1694: Sarah Wall Married George Shoemaker
English Quaker and German Mennonite Heritage:

Image source: Historical Marker Database, William Fischer, Jr.

 Text of historical maker, above: “The first religious meeting hereabout, now known as Abington Meeting of the Society of Friends (Quakers) was held here in 1683. This was the home of Richard and Joan Wall who came from Hasfield near Cheltenham England in 1682. Their granddaughter, Sarah Wall, married in 1694 George Shoemaker from Kriegsheim, Germany, for whose family this vicinity was called Shoemakertown, later Ogontz, now Elkins Park. Marked by Abington Friends Meeting 1933.
Sarah Wall was a granddaughter of Richard and Joane Wall of the Wall House. Sarah married into the Shoemaker family of Cheltenham Township. The Shoemakers descended from Mennonite families in Germany. Their Shoemaker / Schumacher ancestors lived in the Palatinate and Lower Rhine regions, where they were Mennonite. In the mid‑1600s some members of that family converted to Quakerism. Through this lineage, Sarah Wall combined her English Quakerism with her husband’s ancestral German Mennonite beliefs

 Anti-Slavery Activism
Here at the Wall House:

Above: “Am I Not a Man and a Brother” Two Wedgewood anti-slavery medallions. Images source: Wikipedia

1688 Anti-Slavery Proclamation at the Wall House:
In 1688, the Wall House played a pivotal role in early American abolitionism as the site of the second public reading of the Germantown Petition against Slavery. Authored in Germantown, the petition was the first formal call for the abolition of slavery in the colonies. The Dublin Monthly Meeting, which met at the Wall House, hosted this reading for the Cheltenham and Abington Friends. The reading at the Wall House marked the first institutional engagement with the issue of slavery in the region and ensured that anti-slavery thought became a permanent part of Quaker moral discourse.
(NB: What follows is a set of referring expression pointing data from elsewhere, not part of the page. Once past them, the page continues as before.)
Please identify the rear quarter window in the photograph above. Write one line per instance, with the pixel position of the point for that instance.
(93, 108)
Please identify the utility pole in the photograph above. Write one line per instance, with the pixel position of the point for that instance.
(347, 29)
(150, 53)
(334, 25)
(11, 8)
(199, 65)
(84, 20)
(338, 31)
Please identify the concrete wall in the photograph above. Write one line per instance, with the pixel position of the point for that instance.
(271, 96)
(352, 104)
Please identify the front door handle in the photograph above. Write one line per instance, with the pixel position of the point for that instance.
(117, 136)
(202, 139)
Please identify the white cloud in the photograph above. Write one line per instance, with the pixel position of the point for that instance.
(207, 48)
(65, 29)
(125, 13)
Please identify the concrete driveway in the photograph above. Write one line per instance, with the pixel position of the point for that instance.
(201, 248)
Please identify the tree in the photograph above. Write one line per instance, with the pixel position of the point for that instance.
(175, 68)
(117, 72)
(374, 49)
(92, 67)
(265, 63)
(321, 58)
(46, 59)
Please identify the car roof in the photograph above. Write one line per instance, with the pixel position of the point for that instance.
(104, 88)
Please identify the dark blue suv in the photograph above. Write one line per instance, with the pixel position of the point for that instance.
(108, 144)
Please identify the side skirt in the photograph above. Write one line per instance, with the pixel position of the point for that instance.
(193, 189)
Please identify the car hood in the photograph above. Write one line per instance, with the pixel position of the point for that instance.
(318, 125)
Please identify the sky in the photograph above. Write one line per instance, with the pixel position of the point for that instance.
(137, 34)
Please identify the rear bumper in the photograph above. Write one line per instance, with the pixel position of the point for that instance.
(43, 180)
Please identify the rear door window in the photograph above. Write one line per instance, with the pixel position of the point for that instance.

The Wall House on the Underground Railroad:
By the mid-1800s, the Wall House became a secret sanctuary on the Underground Railroad. During that era the Bosler family lived here. They were Presbyterians. The Boslers maintained the property's tradition of social justice by participating in the Underground Railroad alongside their Quaker neighbors. Descendants of the family, like Elizabeth Bosler Reeve, recalled seeing groups of African Americans appear and vanish over the course of days. The Wall House worked in close coordination with nearby abolitionist families, including Lucretia Mott’s household, to create a network that made Cheltenham Township a critical corridor of resistance to slavery.